İnfak edelim, infak edelim, infak edelim… Yardımlar yeterli mi? Herkes kendi çapında bir şeyler yapmaya çalışıyor. Maddi olarak ve manevi olarak. İnanın 3 günden beri televizyonlarda bunları izledikçe ve haber aldıkça insanın yüreği sızlıyor. Biz sıcak yatağımızda, sıcak odamızda otururken, sıcak çorbamızı içerken sıcak odası olmayan insanları hayal edelim, düşünelim ve görüyoruz zaten.

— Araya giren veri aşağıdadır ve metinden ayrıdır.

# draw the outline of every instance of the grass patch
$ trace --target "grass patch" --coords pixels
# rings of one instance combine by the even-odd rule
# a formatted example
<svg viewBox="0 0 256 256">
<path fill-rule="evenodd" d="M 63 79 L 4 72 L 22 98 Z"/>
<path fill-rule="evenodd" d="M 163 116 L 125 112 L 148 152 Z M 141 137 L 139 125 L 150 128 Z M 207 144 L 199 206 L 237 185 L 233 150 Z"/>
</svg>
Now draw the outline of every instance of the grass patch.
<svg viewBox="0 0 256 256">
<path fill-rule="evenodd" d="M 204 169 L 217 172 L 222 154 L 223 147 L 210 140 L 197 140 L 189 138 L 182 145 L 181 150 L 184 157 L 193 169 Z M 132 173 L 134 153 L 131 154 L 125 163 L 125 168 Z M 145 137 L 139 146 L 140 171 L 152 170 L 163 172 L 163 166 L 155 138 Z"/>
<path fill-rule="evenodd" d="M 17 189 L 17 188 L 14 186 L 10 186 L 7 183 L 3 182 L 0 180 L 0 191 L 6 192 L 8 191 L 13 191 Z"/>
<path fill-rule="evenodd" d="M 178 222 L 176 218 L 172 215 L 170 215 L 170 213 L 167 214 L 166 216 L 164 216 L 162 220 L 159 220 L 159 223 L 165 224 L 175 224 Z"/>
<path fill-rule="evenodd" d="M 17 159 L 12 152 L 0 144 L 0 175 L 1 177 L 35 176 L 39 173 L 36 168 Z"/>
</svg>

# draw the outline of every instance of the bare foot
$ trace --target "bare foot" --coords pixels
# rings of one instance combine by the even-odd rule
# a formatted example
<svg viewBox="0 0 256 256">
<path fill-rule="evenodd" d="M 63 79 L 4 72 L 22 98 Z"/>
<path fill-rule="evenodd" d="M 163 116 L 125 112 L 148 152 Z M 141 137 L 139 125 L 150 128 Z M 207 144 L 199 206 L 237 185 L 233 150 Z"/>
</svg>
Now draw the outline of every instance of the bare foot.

Allah’ın bir nimetidir bu bize. Külfet içinde olanlara karşıda nimet içinde olan bizler gerçekten bu mücadeleyi burada ki yardımlaşmayı son safhasına kadar imkanımızın yettiği son noktaya kadar yapmalıyız ve yapalım. Bugünler için insanlık lazım. Bundan 15-20 sene sonra yani imkanlar varsa kullanılacak bir yer Allah her zaman nasip etmez. Bir taraf yıkılıyor, bir taraf destek olsun. Bu bir fırsattır. Dünyada ki ve ahirette ki hayatımızın devamı noktasında ahirette ki sevapların ve hakikatlerin karşılaşması noktasında bugün Allah bize bir fırsat verdi. Bu fırsatı en güzel şekilde değerlendirelim.

Bu arada dün akşam yine arkadaşlarımız değerlendirecekler. Öncü Radyo’da belediye başkanları programa katılmışlardı. Nevşehir belediye başkanı ve bölgenin belediye başkanları Faruk Özlü’de katıldı. Atay ile Seyir Vakti diye bir programımız var bizim 20:00 ile 00:00 arasında. Orada Faruk Özlü birtakım açıklamalarda bulundu. Güzel olan bir şey var burada. Onunda dediği gibi Düzce insanının bu kadar güzel, bu kadar samimi, yürekli ve içten duygularla bu yardımlara, bu deprem hassasiyetine sahip çıkmasını hakikaten bizde hayranlıkla izledik.

Bizim söyleyebileceğimiz çok bir şey yok sözün bittiği yerdeyiz çünkü. Herkes kendi çapından bir şeyler yapıyor. Güzel olan burada şu; okulundan, öğretmeninden, imamından şoförüne kadar Türkiye ve depremzedeler için seferber olmuş durumda. Bu yara çok ağır bir yara. Devletin tek başına tüm imkanlarını ortaya koyarak ortadan kaldırılması gereken hemen tedavi edeceği bir yarada değil. Bu yaralı millet olarak sarmamız lazım. Onun için yardımlarımıza ve hassasiyetlerimize devam etmemiz lazım. Eğer bu dünyanın başka bir yerinde olsaydı bu insanlığı görmeniz mümkün değildi. Bu milletin bir mensubu ve özellikle yaşayan Düzce’de Düzceli olarak ve Düzceli insanlarında bu hassasiyete göstermiş olduğu ibadet gibi olan bu hali izah etmek için söz bitiyor.